第8話 化学の教科書

「森浦……ごめんね、筒井さん。今日もよろしくお願いしていい?」

「いいよ」


 今日も英語の時間、山越くんに教科書を見せることになった。

 いつも通り山越くんは真剣に勉強している。


「じゃあここ、山越」

「hardlyです」


 違うよ山越くん。hardlyはhardの派生形じゃない。似てるけど全然意味違うから。


「あー……山越、見事にトラップに引っかかったなあ……」

「え?」


 山越くん……もしかして英語、苦手?




 次は化学だ。山越くんはウキウキで教科書を取り出し、机の上に置く。


「山越くん、なんで化学の教科書がそんなに好きなの?」

「だって綺麗じゃない?」


 たしかに化学の教科書には炎色反応とか、綺麗な写真がたくさんある。けれども、私は化学の教科書をそこまで綺麗だと思ったことがない。

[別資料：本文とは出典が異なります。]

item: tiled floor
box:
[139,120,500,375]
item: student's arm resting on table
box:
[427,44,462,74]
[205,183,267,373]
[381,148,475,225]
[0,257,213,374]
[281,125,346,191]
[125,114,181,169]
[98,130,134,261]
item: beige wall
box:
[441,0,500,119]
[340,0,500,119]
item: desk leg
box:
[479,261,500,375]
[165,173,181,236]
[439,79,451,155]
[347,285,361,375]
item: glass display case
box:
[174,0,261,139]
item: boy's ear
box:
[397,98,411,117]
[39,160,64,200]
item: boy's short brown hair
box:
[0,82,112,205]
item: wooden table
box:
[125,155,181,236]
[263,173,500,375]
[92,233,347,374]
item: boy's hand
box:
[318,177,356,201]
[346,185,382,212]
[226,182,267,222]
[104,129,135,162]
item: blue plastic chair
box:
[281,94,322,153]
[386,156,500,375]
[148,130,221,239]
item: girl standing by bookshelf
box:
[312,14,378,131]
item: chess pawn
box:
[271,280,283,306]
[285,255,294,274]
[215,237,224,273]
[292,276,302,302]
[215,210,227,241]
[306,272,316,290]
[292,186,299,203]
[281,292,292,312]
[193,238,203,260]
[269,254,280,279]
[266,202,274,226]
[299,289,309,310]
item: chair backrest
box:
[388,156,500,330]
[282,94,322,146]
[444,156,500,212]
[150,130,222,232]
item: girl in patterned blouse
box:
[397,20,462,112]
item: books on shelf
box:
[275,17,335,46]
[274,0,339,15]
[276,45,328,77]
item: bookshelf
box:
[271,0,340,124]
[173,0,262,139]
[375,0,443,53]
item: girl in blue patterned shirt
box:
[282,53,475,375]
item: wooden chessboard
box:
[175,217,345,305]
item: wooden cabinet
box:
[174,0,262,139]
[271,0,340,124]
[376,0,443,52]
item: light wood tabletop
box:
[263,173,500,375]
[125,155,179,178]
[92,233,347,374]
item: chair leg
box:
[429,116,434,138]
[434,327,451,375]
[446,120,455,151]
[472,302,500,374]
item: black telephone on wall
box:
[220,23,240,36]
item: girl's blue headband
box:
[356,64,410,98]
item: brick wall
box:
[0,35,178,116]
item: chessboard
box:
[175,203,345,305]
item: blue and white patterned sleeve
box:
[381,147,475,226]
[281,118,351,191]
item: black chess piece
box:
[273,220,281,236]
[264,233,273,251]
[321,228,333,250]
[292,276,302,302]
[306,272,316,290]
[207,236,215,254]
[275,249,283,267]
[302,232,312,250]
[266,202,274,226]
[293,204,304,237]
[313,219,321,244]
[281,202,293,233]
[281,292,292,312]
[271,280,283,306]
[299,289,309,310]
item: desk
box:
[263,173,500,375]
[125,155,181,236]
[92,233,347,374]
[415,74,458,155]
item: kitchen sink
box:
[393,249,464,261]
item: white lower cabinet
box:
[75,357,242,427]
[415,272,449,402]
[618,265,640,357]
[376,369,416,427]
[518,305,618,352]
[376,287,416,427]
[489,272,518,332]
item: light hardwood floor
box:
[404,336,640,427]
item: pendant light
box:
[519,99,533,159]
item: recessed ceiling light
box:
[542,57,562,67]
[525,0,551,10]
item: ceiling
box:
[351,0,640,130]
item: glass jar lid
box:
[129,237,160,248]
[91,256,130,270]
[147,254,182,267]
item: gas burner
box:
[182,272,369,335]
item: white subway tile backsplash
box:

「理屈的なことは僕あんまり得意じゃないけど……。化学反応って神秘的で、最高だよね」

「そう、なんだ」

「筒井さんも一度しっかり読んでみてよ。なんならオススメのページ紹介するよ」

「え」


 おすすめのページ。教科書に?


「一番オススメなのはやっぱり巻末の元素一覧かな……でもわかりやすいのは炎色反応だよね……そうだ筒井さん、この中でどれが一番綺麗だと思う?」


 炎色反応のページを差し出された。山越くんはうっとりしながらそのページを見つめている。


「これ、かな……」

「カリウム?僕はルビジウムが一番好きなんだけど……」

「そもそも全部綺麗だから選べないよ」

「そうだよね!」


 目をキラキラさせる山越くん。教科書を閉じると彼は言った。


「早く実物を見たいなあ……実験しないかな……」


 ルンルン気分で席に座る山越くんは、なんだか楽しそうだった。